Julia Ranson aka Julia Mooney is an art teacher based out of Philadelphia.
In August 2018, she was inspired to take up a challenge that would question the current generation's 'culture of excess.'
Julia Mooney decided to wear the same outfit for 100 days to send a powerful message on how and why we need to curb unnecessary spending and contribute more to the environment.
The artist who loves designing, sewing, knitting and painting wanted to show the world that by making conscious choices, using our existing resources wisely and with a bit of innovation, we can truly change to a more sustainable way of life.
Let's take a look at some of the challenges she faced and the inspiring learnings she's learned so far.
IMAGE: Before starting her journey, Julia Mooney addressed all the queries people ever wanted to ask her.
'Not long ago Americans had only a few clothing sets. My house, built in the 30's, doesn't have any closets besides the one we added ourselves.
'What if I get a rip? I'll sew a patch with my sewing machine, an item that used to be as common a household item as the TV is today.
'How will I avoid the stains that come with being an art teacher? How did people once avoid the stains of housework? An apron,' Mooney wrote on her blog and Instagram. Photographs: Kind courtesy Julia Mooney/Instagram
IMAGE: One of the biggest challenges Mooney faced with the outfit made from sustainable fabric was wrinkles. At the same time, it helped her changed the way she made choices and took care of her clothes.
'I grew up with fast fashion...cheaply made clothes meant no stress about their care. I hate to admit it, but I'm definitely the type to put all the colors in the same load,' Mooney shared.
'It has occurred to me that having a smaller wardrobe is going to mean taking better care of my clothes and ... I'm going to have to learn how to do that!!'
IMAGE: 'I used to feel that less was a "bore" but I've come around to "less is more" and I feel so much more at peace,' Mooney added.
IMAGE: The art and design lover added embroidery and patch works to innovate the outfit.
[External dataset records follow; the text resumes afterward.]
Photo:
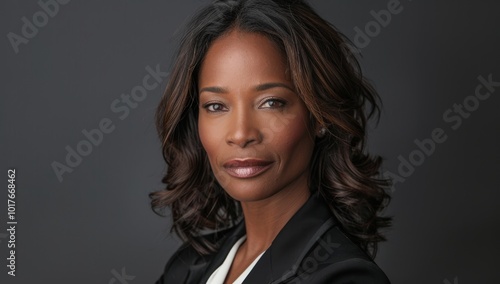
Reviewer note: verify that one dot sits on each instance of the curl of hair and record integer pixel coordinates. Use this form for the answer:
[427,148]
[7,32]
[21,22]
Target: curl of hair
[327,77]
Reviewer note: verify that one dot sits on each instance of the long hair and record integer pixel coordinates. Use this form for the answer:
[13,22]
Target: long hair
[327,77]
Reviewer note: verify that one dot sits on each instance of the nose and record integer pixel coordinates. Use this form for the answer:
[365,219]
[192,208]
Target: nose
[243,129]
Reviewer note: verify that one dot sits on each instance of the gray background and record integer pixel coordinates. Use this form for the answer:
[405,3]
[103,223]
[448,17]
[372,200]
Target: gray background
[97,223]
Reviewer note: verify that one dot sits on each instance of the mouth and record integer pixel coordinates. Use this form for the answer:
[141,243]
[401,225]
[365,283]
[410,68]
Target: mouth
[246,168]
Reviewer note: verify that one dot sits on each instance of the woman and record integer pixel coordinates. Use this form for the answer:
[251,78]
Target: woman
[263,128]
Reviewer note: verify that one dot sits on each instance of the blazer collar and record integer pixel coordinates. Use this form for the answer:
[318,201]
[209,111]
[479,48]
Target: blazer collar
[282,259]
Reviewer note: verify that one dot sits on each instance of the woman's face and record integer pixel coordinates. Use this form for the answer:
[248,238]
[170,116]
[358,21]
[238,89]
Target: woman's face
[253,126]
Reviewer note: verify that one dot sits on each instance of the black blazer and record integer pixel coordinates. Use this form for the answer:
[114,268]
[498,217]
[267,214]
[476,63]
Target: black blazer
[311,248]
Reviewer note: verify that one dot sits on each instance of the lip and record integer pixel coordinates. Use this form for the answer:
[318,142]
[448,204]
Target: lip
[246,168]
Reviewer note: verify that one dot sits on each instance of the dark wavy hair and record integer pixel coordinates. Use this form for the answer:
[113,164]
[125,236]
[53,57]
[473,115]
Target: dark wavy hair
[327,77]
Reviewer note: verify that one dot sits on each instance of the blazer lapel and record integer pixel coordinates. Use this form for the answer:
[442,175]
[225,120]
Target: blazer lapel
[220,256]
[290,246]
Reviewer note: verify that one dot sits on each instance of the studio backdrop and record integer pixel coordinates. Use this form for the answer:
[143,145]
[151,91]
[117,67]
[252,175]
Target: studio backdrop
[80,81]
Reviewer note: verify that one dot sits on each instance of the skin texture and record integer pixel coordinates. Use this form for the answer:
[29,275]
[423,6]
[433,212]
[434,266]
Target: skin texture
[248,109]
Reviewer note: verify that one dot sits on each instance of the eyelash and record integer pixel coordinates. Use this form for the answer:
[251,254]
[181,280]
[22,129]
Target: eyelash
[275,100]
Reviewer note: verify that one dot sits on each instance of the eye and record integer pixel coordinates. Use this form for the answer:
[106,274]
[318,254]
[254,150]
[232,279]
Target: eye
[214,107]
[273,103]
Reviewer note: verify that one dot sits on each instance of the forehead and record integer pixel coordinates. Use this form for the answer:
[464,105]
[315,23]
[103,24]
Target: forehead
[239,57]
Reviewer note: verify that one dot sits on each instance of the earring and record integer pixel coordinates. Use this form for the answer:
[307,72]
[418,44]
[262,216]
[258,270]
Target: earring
[322,132]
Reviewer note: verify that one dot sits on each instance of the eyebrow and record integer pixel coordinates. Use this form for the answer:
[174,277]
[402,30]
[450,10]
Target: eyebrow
[258,88]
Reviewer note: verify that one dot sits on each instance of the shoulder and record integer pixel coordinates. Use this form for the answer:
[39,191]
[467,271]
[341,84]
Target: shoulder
[334,258]
[186,260]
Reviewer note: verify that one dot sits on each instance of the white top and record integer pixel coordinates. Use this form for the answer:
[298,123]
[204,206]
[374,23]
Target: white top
[220,273]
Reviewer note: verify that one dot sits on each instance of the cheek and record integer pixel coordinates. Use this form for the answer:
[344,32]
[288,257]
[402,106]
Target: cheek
[208,137]
[291,138]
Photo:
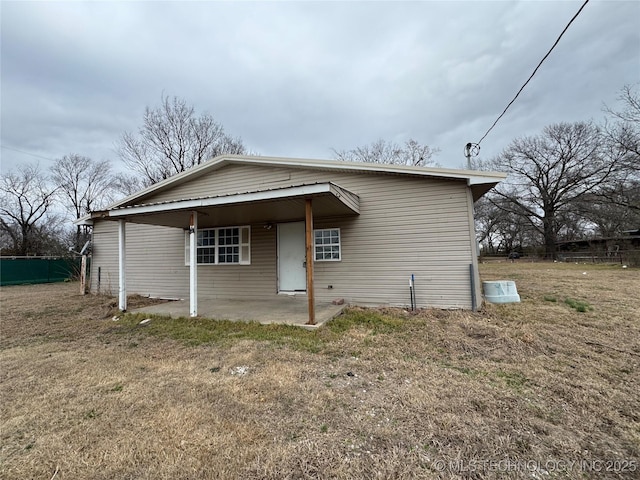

IMAGE: She used her social media campaign to educate her followers about the damage we are causing to the environment by making poor choices.
IMAGE: In March 2019, she posted this image of piled up clothes which she'd planned to give away to various organisations and the needy. At the same time, she shared a very powerful message about why we need to be mindful of our choices.
'I'm going to sit here and wait for a truck to pick these up. They will go to eastern Europe and they'll try to resell what we couldn't give away. And then what? MUCH of this is acrylic and polyester,' Mooney pointed.
'Don't tell me about this organisation or that where they can "help" people with our waste. They can only take so much. And yes, I was very pleased to see many of our clothes go to new homes during this swap. But here lies the rest,' she continued.
'Let's prioritise our energy away from figuring out what to do with all of our mistakes so we can just keep making more. Let's look ahead. Let's change. Consume less. Slowly. Consciously. Your #ootd just isn't worth it,' Mooney appealed.